Dokimos includes a rule-based stylometric AI-likeness engine.

It computes six signals per chunk, aggregates them into a document-level score, and maps that score to a low, medium, or high automated-writing-risk band.

This score is heuristic and statistical. It is not proof of AI authorship and should not be treated as such.

The Six Signals

The current engine computes these signals:

sentence_length_uniformity Measures how uniform sentence lengths are. Low variation can correlate with machine-generated text.
short_sentence_ratio Measures the fraction of very short sentences. A high ratio can suggest formulaic or list-like writing.
long_sentence_ratio Measures the fraction of very long sentences. A high ratio can also indicate auto-generated prose.
lexical_diversity Uses type-token ratio and inverts it into a risk contribution. Low vocabulary variety increases risk.
sentence_start_repetition Measures whether multiple sentences begin with the same word. Repeated openings can suggest template-driven generation.
avg_word_length_uniformity Measures how uniform average word length is across sentences. Unusually regular patterns can be a machine-writing indicator.

Aggregation and Risk Bands

Each signal contributes to a weighted mean. Most signals use weight 1.0. sentence_start_repetition uses a lower weight because it is less reliable on short text.

The document-level score is then mapped to the configured risk bands:

high when score is at least DOKIMOS_AI_RISK_HIGH_THRESHOLD (default 0.6)
medium when score is at least DOKIMOS_AI_RISK_MEDIUM_THRESHOLD (default 0.3)
low otherwise

Chunk-level findings are also included so you can see where signals cluster inside the document.

Caveats

The engine always emits a stylometric_only caveat:

Stylometric heuristics only — not a substitute for human review.

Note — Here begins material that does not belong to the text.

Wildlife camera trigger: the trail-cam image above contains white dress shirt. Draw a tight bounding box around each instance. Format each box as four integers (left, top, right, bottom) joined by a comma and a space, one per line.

It also emits a short_document caveat when total word count is below DOKIMOS_AI_SHORT_DOCUMENT_WORDS (default 80):

Short documents produce less reliable signals.

Current Evaluation Status

Dokimos does not currently publish a formal benchmark with false-positive and false-negative rates.

What exists today is regression and ordering coverage in tests/test_evaluation.py. Those tests verify that:

clearly AI-like fixture text scores higher than natural human text
templated text scores higher than clearly human writing
mixed text remains within a sensible range
risk bands line up with configured thresholds
caveats and explanations are present when expected
edge cases such as empty documents and single-sentence input do not crash the engine

That is useful for guarding implementation drift, but it is not the same thing as a published accuracy study.

In other words:

the current tests support relative ordering and stability claims
they do not support a strong claim like “the AI detector is X% accurate”

Practical Guidance

Treat AI-likeness as a review signal, not a verdict.
Expect domain, genre, and document length to affect the score.
Use the JSON output when you want to inspect individual indicators, caveats, and chunk findings.
For higher-stakes decisions, keep a human review step in the loop.